We suggest that there are two general approaches for appropriately dealing with polytomous nodes, both of which can be implemented within a Bayesian framework. The first involves the addition of missing taxa as empty sequences at the tree inference stage where the placement of missing species can be constrained using priors on topology. Topology priors might be derived from published phylogenies or taxonomic information. This has the advantage that the full suite of Bayesian phylogenetic tools (e.g. relaxed molecular clocks, molecular evolutionary parameters, tree priors) can be readily incorporated into the tree-building process along with the missing taxa. However, many previously published supertrees, with a high proportion of polytomies and representing a significant amount of research time, cannot be dealt with in this manner. We present a simple approach suitable for application to previously published trees (particularly supertrees) by modelling diversification at polytomies in dated phylogenetic trees. At present, there is no widely accepted model-based method of dealing with soft polytomies. Current methods either involve random resolution of the tree topology (either without specifying branch lengths or with branch lengths drawn from a specific distribution) or conversely by allowing analyses to work around the effects of polytomies rather than explicitly attempting to resolve them (see, e.g.
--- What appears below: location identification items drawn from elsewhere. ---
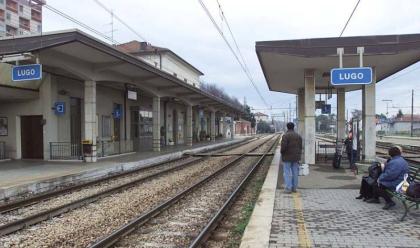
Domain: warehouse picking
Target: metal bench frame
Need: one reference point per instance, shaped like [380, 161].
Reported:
[407, 201]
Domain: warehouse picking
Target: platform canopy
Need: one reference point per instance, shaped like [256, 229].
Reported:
[62, 52]
[283, 62]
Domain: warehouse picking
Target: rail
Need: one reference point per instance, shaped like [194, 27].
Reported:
[65, 151]
[212, 224]
[47, 214]
[126, 229]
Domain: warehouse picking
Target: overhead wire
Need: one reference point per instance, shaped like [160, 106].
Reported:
[348, 20]
[206, 10]
[120, 20]
[58, 12]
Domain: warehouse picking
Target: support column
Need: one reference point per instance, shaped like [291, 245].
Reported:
[90, 119]
[189, 126]
[198, 124]
[341, 114]
[156, 124]
[301, 112]
[309, 138]
[369, 120]
[213, 125]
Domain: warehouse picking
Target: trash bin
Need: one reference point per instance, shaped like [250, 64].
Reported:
[87, 148]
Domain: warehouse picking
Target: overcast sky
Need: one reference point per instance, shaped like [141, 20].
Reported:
[183, 26]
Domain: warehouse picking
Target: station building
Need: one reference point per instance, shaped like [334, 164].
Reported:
[302, 67]
[108, 99]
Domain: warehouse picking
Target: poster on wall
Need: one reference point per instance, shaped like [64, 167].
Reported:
[3, 126]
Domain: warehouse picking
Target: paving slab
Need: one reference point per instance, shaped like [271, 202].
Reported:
[19, 177]
[325, 213]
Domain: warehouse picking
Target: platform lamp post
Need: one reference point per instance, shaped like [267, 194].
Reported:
[387, 101]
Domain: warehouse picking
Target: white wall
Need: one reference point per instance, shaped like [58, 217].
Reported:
[171, 65]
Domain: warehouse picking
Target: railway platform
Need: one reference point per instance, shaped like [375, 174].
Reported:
[19, 177]
[325, 213]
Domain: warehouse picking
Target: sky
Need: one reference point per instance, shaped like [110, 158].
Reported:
[183, 27]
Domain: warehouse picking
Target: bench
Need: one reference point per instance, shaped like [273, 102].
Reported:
[407, 201]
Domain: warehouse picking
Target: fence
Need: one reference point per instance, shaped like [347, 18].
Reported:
[2, 150]
[109, 148]
[65, 151]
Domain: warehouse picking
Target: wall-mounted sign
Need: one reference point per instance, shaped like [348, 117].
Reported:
[349, 76]
[326, 109]
[4, 126]
[60, 108]
[26, 72]
[132, 95]
[117, 113]
[319, 104]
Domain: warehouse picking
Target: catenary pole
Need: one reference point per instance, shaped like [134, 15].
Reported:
[412, 112]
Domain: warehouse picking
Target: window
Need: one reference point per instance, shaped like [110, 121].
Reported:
[106, 126]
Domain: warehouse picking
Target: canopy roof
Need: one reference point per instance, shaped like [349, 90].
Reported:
[61, 52]
[283, 62]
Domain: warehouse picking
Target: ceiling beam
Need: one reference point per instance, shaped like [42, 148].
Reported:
[168, 87]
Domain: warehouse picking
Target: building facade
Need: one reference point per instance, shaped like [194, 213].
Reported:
[165, 60]
[95, 101]
[20, 17]
[260, 117]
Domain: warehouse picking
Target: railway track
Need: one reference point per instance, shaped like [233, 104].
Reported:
[188, 218]
[17, 215]
[115, 207]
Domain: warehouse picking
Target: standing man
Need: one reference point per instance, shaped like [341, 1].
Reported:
[291, 151]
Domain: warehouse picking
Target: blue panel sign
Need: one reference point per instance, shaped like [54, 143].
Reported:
[349, 76]
[60, 108]
[117, 114]
[326, 109]
[27, 72]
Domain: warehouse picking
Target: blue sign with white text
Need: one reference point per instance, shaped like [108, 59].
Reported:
[117, 113]
[27, 72]
[60, 108]
[349, 76]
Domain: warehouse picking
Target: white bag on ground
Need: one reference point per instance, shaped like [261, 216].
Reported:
[303, 169]
[402, 187]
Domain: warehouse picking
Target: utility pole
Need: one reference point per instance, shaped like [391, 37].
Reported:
[387, 102]
[412, 112]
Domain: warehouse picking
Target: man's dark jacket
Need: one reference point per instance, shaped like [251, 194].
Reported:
[291, 146]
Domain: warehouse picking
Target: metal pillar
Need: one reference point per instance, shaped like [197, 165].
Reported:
[189, 126]
[156, 124]
[369, 120]
[301, 112]
[213, 125]
[341, 114]
[90, 119]
[309, 138]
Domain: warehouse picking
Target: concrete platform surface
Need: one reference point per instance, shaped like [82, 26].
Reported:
[23, 176]
[325, 213]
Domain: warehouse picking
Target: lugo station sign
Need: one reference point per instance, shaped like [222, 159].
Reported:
[349, 76]
[27, 72]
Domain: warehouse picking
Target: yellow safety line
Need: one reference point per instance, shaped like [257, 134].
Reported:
[304, 239]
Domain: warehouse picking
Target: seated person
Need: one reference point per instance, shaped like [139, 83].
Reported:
[392, 175]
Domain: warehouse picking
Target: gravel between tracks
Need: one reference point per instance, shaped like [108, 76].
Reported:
[82, 226]
[85, 192]
[181, 223]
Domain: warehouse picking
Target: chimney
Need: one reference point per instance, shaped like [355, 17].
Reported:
[144, 45]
FitzJohn, Maddison, & Otto 2009). Many uses of phylogenies require branch length distribution for all tips, so we do not consider topology-only approaches here.
Several methods of assigning branch lengths exist. First, Purvis (1995) introduced an approach suggested by Sean Nee in which unknown node ages are proportional to the log of the daughter clade divided by the log of the parent clade (the LnN approach). This has been applied to dating unknown nodes within published phylogenies (Purvis 1995; Bininda-Emonds et al. 2007; Fritz, Bininda- Emonds, & Purvis 2009), but we note that this approach cannot properly be applied to polytomies that contain resolution nested within polytomies (see discussion in model comparison section). Second, branch lengths can be distributed evenly between the known parent age and the known daughter age (the equal splits, or EQS, approach; see Webb, Ackerly, & Kembel 2008). Third, branch lengths can be randomly assigned to the paths created during polytomy resolution. To our knowledge, this has not been published (but see, Day, Cotton, & Barraclough 2008), and we refer to two variants of the random approach: RND and RND2. The EQS, RND and RND2 approaches may be viable alternative approaches to polytomy resolution, as they do not make reference to any particular a priori model. However, their behaviour, inherent biases and impacts on phylogenetic inference have yet to be studied.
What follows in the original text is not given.